Pundits have questioned whether Powell should have stepped down after a new book by journalist Bob Woodward depicted him as raising questions about the difficulty of occupying Iraq.

"You are going to be the proud owner of 25 million people," Woodward quoted Powell as telling US President George Bush. "You will own all their hopes, aspirations and problems. You'll own it all."

The United States is now facing an accelerating insurgency in Iraq, with resistance fighters in the town of Falluja and Najaf.

Political analysts doubt Powell will remain in Bush's cabinet if he wins the upcoming election in November 

Misinterpreted

Powell told Reuters people had misinterpreted his desire to raise all issues involved before invading Iraq as opposition to the decision to invade, which he said he supported.
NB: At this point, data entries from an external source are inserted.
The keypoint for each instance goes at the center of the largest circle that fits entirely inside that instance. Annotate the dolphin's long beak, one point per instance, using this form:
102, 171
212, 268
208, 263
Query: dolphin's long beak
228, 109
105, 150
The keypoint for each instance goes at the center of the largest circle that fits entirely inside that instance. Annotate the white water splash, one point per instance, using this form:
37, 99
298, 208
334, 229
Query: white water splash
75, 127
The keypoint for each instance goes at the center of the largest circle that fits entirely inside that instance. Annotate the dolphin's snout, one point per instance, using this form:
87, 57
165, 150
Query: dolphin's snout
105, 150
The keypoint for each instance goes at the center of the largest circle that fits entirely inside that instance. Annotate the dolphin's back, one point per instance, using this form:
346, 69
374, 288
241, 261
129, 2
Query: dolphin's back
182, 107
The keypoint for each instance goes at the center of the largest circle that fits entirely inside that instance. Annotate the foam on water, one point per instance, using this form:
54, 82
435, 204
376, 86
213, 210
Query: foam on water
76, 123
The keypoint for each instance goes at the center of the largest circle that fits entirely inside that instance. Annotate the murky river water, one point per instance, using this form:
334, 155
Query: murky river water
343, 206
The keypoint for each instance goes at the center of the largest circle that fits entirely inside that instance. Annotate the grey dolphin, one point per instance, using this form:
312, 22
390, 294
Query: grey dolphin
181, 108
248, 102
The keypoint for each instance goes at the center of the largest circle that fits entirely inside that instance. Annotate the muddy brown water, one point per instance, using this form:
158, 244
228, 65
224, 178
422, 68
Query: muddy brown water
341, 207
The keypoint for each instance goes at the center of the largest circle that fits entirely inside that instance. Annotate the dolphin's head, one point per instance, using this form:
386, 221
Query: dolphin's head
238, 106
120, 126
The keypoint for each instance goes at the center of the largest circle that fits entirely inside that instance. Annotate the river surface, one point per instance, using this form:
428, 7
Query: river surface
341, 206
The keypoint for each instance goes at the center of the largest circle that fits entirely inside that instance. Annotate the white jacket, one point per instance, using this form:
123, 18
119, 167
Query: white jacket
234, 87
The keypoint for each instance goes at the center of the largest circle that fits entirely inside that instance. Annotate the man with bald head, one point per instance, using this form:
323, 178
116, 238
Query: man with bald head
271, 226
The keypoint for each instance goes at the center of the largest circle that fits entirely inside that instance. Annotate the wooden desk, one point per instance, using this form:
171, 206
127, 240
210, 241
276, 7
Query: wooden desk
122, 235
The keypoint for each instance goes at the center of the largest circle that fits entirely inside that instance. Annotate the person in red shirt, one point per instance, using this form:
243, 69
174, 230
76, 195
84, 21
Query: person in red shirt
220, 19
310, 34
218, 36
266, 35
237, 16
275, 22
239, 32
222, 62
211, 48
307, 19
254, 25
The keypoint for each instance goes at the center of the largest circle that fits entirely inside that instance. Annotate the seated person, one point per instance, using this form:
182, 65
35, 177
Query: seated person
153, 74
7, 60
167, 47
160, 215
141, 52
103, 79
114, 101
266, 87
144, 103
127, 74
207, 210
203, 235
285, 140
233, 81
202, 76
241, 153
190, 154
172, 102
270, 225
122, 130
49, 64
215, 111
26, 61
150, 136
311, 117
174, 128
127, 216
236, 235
"I would always have loved to see a peaceful diplomatic solution to problems, that's what diplomats are supposed to do and secretaries of states and most sensible generals."

Colin Powell,
US Secretary of State

He said he had helped persuade Bush to go to the United Nations to seek a diplomatic solution that might have persuaded Iraqi President Saddam Hussein to give up the weapons of mass destruction that Washington believed he had.

US search teams have not found any stockpiles of such weapons, which formed Bush's central justification for the war.

"A diplomatic solution was there but eventually the president concluded, we all concluded, that it wasn't going to work, there wasn't time for this to work ... and the president made a decision that military action was appropriate," he said.

"I knew that was a decision that he might have to make if the diplomatic solution didn't work. He made that decision in March. And I knew that when that decision came we would go to war. So there is no conflict in my mind," he said.

"There is no basis for me to consider whether or not I had done my job or I should move on. We wanted to get rid of that regime. That regime is gone. I am pleased that Saddam Hussein is gone," Powell said.

Powell added: "I would always have loved to see a peaceful diplomatic solution to problems, that's what diplomats are supposed to do and secretaries of states and most sensible generals."